The HALT based approach will still pause until a key is pressed, but a ld a,08E0h instruction (and possibly ld i,a) will need to be inserted immediately after to fetch the key value.
In MON-2, to do other things like scan the displays while checking for a keypress, the following code is used:
loop: call KEYB
call (scan displays)
jp loop
KEYB: push af
push hl
ld hl,08e0h ; 08e0h is the keyboard buffer address
ld a,0ffh
cp (hl) ; if the buffer still holds $FF,
jr z,POP_HLAF ; no key pressed and return
ld a,(hl) ; a = (KEYDATA)
and 1fh ; Mask off the high 3 bits
bit 5,(hl) ; test if the Shift bit 5 is on
jr nz,NOSHIFT ; if (shift) is on, then
add a,14h ; add $14 to the contents of A
NOSHIFT: (take action based on the read key value, which is in A)
.....
ld (hl),ffh ; Reset the Keyboard buffer back to $FF
POP_HLAF: pop hl
pop af
ret
This code is a bit more elaborate as it processes the SHIFT key, however the principal is broadly similar: if the byte in memory at 08e0h is equal to ffh, no key is pressed. If it's different, process it to determine the pressed key + SHIFT, take action, and finally "clear" the keypress by writing ffh to 08e0h.
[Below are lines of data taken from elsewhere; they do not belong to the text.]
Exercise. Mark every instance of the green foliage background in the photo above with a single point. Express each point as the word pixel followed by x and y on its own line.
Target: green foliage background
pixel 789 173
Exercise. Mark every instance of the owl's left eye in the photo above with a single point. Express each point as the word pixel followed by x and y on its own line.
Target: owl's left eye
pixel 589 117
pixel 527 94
Execute a RST 20h instruction.
Test the Carry flag. If set, a key is being pressed, and the key's value is in the A register and also placed in memory at 0820h. Test the Zero flag. If set, it means the key is newly detected; if Zero flag is clear the key is 'repeating' (i.e. being held down)
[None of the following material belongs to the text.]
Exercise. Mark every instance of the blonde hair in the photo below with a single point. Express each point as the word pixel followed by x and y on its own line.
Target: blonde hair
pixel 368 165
Note: The port (00h) input value read is ANDed with 1Fh, so Shift is not read / processed by RST 20h. Shift state must be checked separately.
So, the question becomes - how to best support keyboard input in your code?
Recall that the various monitors use different approaches:
- MON-1: check I register
- MON-2: Check byte at 08e0h
- JMON: Execute RST 20h, test flags, read (0820h) etc.
This means that you can either use an approach that is specific to a given monitor (one of the above) or you can write your own code that doesn't use the MONitor's routines, hence is monitor-independent.
My personal advice and approach - fit the JOMN resistor mod and use a polled keyboard approach. This works in any monitor and is basically universal. The advantage of a polled keyboard being - you can do other things while testing if a key is preing pressed. The disadvantage is that your code will be bigger, you need to debug it, and clever features like JMONs keyboard auto-repeat are quite complex to write yourself (vs. just using the built in code that already does it for you).
Execute a Keyboard System Call with RST 30h
It is highly recommended to use the System Calls in SCMON to access the keyboard as this provides complete hardare independence; however, if you want to do it the 'old' way:
The SC-1 already uses the polled approach, so just change the IO port and data-bit being tested. I tend to use a conditional-define for this purpose so I can compile for one machine or the other, but you can easily change your code to just check IO port 86h instead of 00h, and mask off/bit-test the right bits. This only works for a 74c923 equipped SC-1 but not the software scanned keyboard.